Par un mémoire en défense, enregistré le 8 décembre 2025, le préfet de la Seine-Saint-Denis conclut, à titre principal, au non-lieu à statuer sur la requête de M. C... et, à titre subsidiaire, au rejet de sa demande présentée au titre de l’article L. 761-1 du code de justice administrative.

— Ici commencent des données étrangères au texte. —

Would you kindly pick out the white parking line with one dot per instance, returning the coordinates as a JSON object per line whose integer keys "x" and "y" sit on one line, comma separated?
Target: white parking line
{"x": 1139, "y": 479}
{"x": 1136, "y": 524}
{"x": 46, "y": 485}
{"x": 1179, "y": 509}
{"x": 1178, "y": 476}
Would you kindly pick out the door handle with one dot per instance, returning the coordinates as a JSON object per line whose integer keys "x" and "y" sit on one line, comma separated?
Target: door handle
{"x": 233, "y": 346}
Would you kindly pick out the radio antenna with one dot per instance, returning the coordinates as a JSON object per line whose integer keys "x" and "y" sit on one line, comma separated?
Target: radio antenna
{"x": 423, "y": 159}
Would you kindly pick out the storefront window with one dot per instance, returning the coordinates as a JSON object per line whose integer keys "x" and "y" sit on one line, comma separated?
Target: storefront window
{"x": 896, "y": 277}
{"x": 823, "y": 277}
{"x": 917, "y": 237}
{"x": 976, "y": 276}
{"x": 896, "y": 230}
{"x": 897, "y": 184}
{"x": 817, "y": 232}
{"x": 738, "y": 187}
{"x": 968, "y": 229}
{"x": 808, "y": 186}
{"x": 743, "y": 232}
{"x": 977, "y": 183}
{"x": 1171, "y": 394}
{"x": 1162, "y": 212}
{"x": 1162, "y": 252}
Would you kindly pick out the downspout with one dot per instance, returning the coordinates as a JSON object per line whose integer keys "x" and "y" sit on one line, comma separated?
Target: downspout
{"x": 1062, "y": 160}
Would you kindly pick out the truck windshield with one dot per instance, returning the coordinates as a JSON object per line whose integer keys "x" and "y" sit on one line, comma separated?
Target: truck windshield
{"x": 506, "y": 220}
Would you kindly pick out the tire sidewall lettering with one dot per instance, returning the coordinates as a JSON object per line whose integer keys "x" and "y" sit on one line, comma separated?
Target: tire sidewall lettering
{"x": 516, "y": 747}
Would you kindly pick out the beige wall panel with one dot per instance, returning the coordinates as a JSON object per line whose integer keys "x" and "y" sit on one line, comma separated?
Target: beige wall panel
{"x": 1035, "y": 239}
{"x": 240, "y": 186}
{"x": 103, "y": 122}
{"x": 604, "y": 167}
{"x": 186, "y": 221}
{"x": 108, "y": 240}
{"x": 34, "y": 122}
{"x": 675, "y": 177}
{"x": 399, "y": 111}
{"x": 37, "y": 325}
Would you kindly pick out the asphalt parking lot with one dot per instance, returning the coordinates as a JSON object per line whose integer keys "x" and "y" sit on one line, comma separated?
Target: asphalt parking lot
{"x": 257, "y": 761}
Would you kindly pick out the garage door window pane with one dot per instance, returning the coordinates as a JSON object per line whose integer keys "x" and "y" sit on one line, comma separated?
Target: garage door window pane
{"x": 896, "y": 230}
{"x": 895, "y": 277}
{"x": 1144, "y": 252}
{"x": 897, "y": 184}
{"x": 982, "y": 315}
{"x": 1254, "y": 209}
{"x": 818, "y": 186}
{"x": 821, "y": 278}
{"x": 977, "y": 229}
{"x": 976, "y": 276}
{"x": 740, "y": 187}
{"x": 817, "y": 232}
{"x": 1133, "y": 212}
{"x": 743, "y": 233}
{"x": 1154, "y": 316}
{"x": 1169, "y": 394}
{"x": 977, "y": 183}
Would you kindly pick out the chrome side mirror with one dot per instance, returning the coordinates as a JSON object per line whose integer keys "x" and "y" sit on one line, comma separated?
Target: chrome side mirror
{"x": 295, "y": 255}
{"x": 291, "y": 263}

Vu les autres pièces du dossier.
Vu :
- le code de l'entrée et du séjour des étrangers et du droit d'asile ;
- le code de justice administrative.
Considérant ce qui suit :
Aux termes de l’article R. 222-1 du code de justice administrative : « (…) les présidents des formations de jugement peuvent, par ordonnance : (…) 3° Constater qu'il n'y a pas lieu de statuer sur une requête ; (…) : 5° Statuer sur les requêtes qui ne présentent plus à juger de questions autres que la condamnation prévue à l'article L. 761-1 (…) ; ».
Il ressort des pièces du dossier que le 22 août 2025, soit postérieurement à l’introduction de sa requête, les services préfectoraux ont délivré à M. C... une attestation de décision favorable à sa demande de regroupement familial. Il en résulte que les conclusions de sa requête aux fins d’annulation et d’injonction sont devenues sans objet. Par suite, il n’y a plus lieu d’y statuer.
Il y n’y a pas lieu, dans les circonstances de l’espèce, de mettre à la charge de l’État la somme demandée par M. C... en application de l’article L. 761-1 du code de justice administrative.
O R D O N N E :
Article 1er : Il n’y a plus lieu de statuer sur les conclusions aux fins d’annulation et d’injonction de la requête de M. C....
Article 2 : Le surplus des conclusions est rejeté.
Article 3 : La présente ordonnance sera notifiée à M. B... C... et au préfet de la Seine-Saint-Denis.
Fait à Montreuil, le 23 décembre 2025.
Le président de la 11e chambre,
M. A...
La République mande et ordonne au préfet de la Seine-Saint-Denis, ou à tout autre préfet territorialement compétent, en ce qui le concerne ou à tous commissaires de justice à ce requis en ce qui concerne les voies de droit commun contre les parties privées de pourvoir à l’exécution de la présente ordonnance.